La estadía promedio se redujo de tres a dos días y el gasto diario por turista cayó en términos reales. Crecen los viajes cortos, el consumo austero y las estrategias para gastar lo menos posible.

Viajar sigue siendo un deseo para millones de argentinos, pero cada vez más difícil de sostener. El último fin de semana largo por el aniversario del General Martín Miguel de Güemes dejó al descubierto una tendencia que se profundiza al ritmo de la crisis económica: las familias reducen la cantidad de días fuera de casa, recortan gastos y planifican cada consumo con extrema cautela. Según datos de la Confederación Argentina de la Mediana Empresa (CAME), el gasto promedio diario por turista cayó un 3,5% en términos reales respecto al año pasado, mientras que la estadía promedio pasó de tres a apenas dos días.
Aunque miles de personas aprovecharon el feriado para realizar alguna escapada, el movimiento turístico estuvo marcado por el ajuste de los bolsillos.
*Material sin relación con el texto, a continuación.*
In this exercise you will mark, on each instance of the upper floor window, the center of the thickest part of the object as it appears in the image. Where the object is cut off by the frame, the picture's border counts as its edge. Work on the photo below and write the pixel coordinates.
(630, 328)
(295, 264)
La actividad generó una facturación estimada en 217.000 millones de pesos, pero detrás de ese número aparece una realidad menos alentadora: los viajeros gastan menos, permanecen menos tiempo en los destinos y buscan alternativas cada vez más económicas para sostener el descanso.
Viajar sí, gastar no
La pérdida del poder adquisitivo sigue condicionando las decisiones de consumo de los argentinos. En ese contexto, el turismo no quedó al margen. Las familias priorizan los gastos esenciales y transforman las vacaciones o escapadas en experiencias cada vez más austeras.
La cautela se reflejó en todos los rubros vinculados a la actividad. Hoteles, restaurantes y comercios registraron un aumento de las reservas de último momento y una caída en la demanda de servicios de mayor valor. También crecieron las consultas por alojamientos equipados con cocina, una alternativa elegida para evitar el gasto diario en gastronomía.
En numerosos destinos turísticos se repitió la misma escena: visitantes recorriendo las ciudades, pero consumiendo mucho menos que en temporadas anteriores. El fenómeno refleja una recuperación aparente de la movilidad, aunque muy lejos de traducirse en una mejora real para el sector.
Menos días, menos consumo y más preocupación
La reducción de la estadía promedio de tres a dos días no es un dato menor. Para muchos operadores turísticos representa una señal clara de que las familias intentan mantener la costumbre de viajar, pero con presupuestos cada vez más ajustados.
La tendencia también evidencia un cambio de comportamiento impulsado por la incertidumbre económica. Las escapadas breves y de cercanía ganan terreno frente a los viajes más largos, mientras que el gasto se concentra en lo indispensable.
Lejos de mostrar una recuperación sólida del turismo interno, los números del fin de semana largo exponen las consecuencias de una economía que obliga a recalcular cada decisión. Los argentinos siguen viajando cuando pueden, pero cada vez con menos margen para disfrutar. El descanso resiste, aunque también quedó atrapado por el ajuste.